What Phone Is Right For You? 1 – The Scene

Image via Wikipedia
It's really time for a new one

As I was saying, it’s never been as hard to choose a phone as it is now. This is far from a bad thing though; we’ve never had so many incredible choices. Phones have changed almost beyond recognition, from fairly straightforward communication devices into something we don’t even quite have a name for yet.

Certainly the term ‘smartphone’ no longer seems adequate. Though there were earlier experiments¹, the smartphone came into its own all of ten years ago now, when the mobile phone and the PDA were successfully merged by companies like Nokia and Microsoft. The magic ingredient: A proper operating system that allowed you to install software.

Since then, other functions have accrued continually. Cameras, Web browsers, e-mail, media players, Bluetooth, GPS, Wi-Fi… Keypads became tiny to make room for Internet-friendly screens. Some – Microsoft in particular – introduced touch interfaces, but made them so crowded that they had to be navigated with a PDA-type stylus. The smartphone seemed full to the point of bursting.

Then Apple made the next great breakthrough, by introducing an interface that was not only sensitive to broad gestures, but which was utterly reconfigurable by whatever program was in use. At a stroke they solved the problem of the smartphone trying to be too many things, by reinventing it as an almost neutral object that could be reconfigured for an endless variety of tasks.

At the same time, they realised that what was essentially an Internet-connected iPod was a fantastic tool for selling things to people; music, video, the software “apps” it would run, and the services those apps could interface with. It was a goldmine. The other main players were slow to recognise this; Nokia and Microsoft so tardy that eventually they had to join forces. Only Google, the one with no previous involvement in phones, could see what was happening and knew what was to be done. They produced Android, now the leading rival to the iPhone.

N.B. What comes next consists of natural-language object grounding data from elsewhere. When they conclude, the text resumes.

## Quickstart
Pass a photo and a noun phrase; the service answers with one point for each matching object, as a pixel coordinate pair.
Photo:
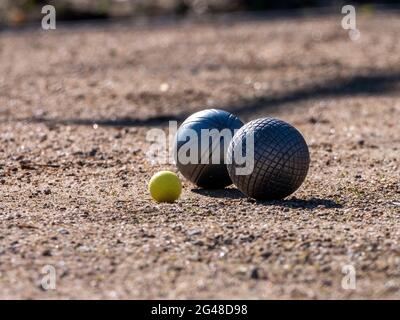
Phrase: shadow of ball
(277, 156)
(200, 147)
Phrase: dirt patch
(75, 109)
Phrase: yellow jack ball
(165, 186)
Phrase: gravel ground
(76, 105)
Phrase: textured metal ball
(209, 175)
(281, 159)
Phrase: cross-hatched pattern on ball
(281, 159)
(206, 175)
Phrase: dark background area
(17, 12)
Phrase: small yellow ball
(165, 186)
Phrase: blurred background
(19, 12)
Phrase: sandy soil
(74, 194)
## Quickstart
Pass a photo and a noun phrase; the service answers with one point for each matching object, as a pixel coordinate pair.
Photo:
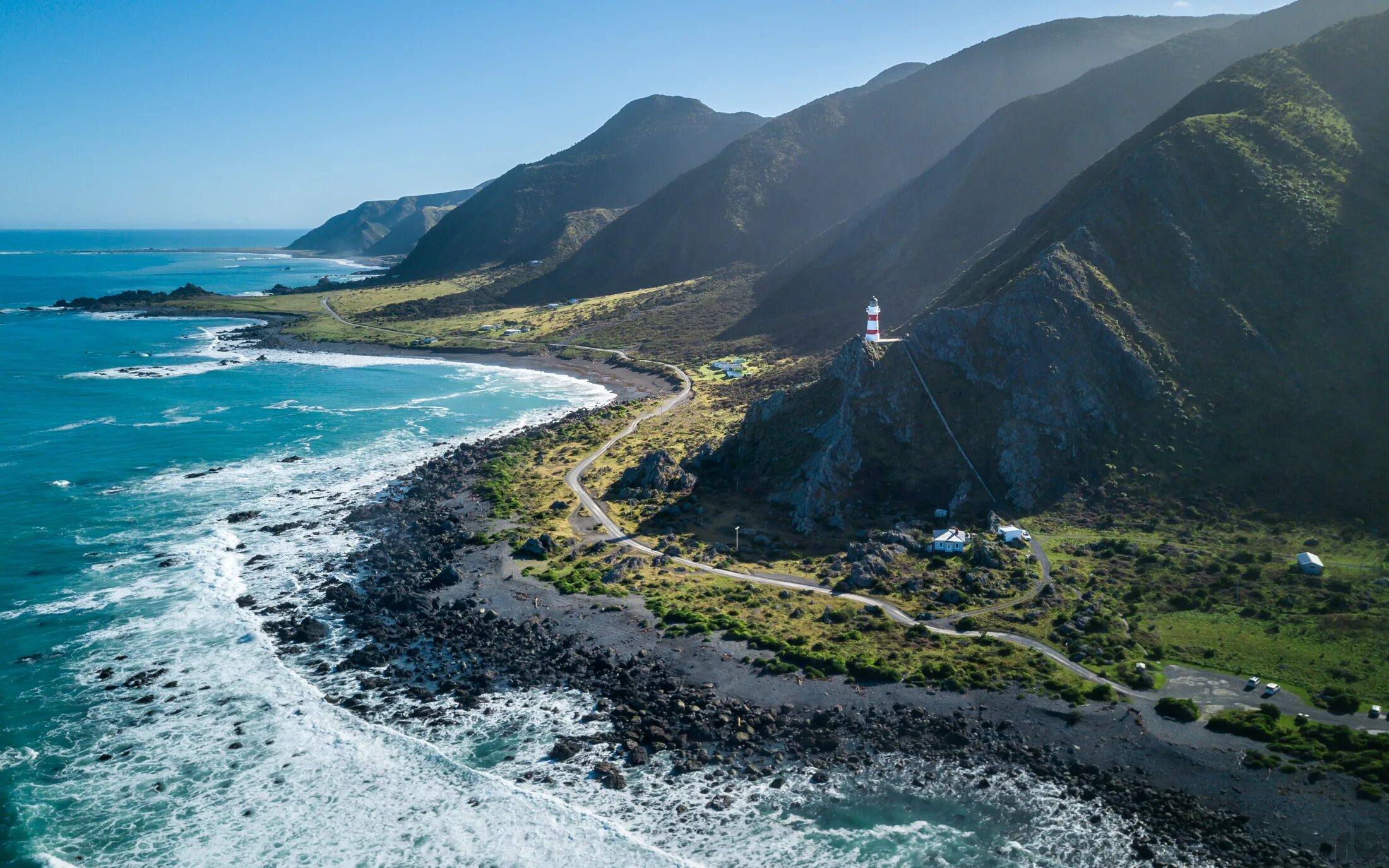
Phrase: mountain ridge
(357, 230)
(643, 146)
(811, 167)
(1160, 324)
(922, 235)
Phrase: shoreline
(626, 383)
(1183, 781)
(439, 592)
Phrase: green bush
(1251, 724)
(1338, 700)
(1183, 710)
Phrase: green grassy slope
(909, 249)
(1207, 300)
(370, 223)
(811, 167)
(1203, 309)
(636, 152)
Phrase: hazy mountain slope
(1203, 307)
(909, 249)
(636, 152)
(357, 230)
(405, 235)
(811, 167)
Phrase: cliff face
(636, 152)
(860, 434)
(802, 172)
(1205, 307)
(373, 224)
(907, 251)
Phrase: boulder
(610, 775)
(657, 471)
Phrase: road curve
(574, 480)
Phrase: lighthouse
(871, 335)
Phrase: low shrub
(1181, 710)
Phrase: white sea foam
(323, 787)
(106, 420)
(171, 417)
(17, 756)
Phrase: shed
(1310, 564)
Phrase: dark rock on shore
(420, 629)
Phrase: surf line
(429, 747)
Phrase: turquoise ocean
(117, 554)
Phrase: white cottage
(1310, 564)
(952, 539)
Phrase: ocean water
(124, 446)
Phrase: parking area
(1214, 692)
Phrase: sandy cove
(491, 628)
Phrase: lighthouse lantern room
(871, 335)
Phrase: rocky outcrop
(657, 473)
(862, 431)
(1142, 324)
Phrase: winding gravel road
(1209, 689)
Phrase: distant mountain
(1203, 307)
(635, 153)
(369, 224)
(405, 235)
(816, 165)
(927, 232)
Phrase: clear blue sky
(152, 114)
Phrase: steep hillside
(366, 225)
(1205, 307)
(821, 163)
(405, 235)
(641, 149)
(909, 249)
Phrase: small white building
(952, 539)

But far from the only one; there are four or five competing systems, all with their strengths and weaknesses. So though we have great choices, they are real choices. Where once we might have chosen based on fairly trivial factors like appearance, buying a phone now means buying into a system – an ‘ecosystem’ as some call it – of software apps and services. It’s quite a commitment.

By weighing up the strengths and weaknesses of the various offerings however, it shouldn’t be too hard to tell which is the one that suits your needs. These we will look at in more detail tomorrow.

  1. The first real smartphone? Probably the Simon from quiet innovator IBM (pictured above). It may have been an ugly brick, but it was an ugly brick that was years ahead of its time.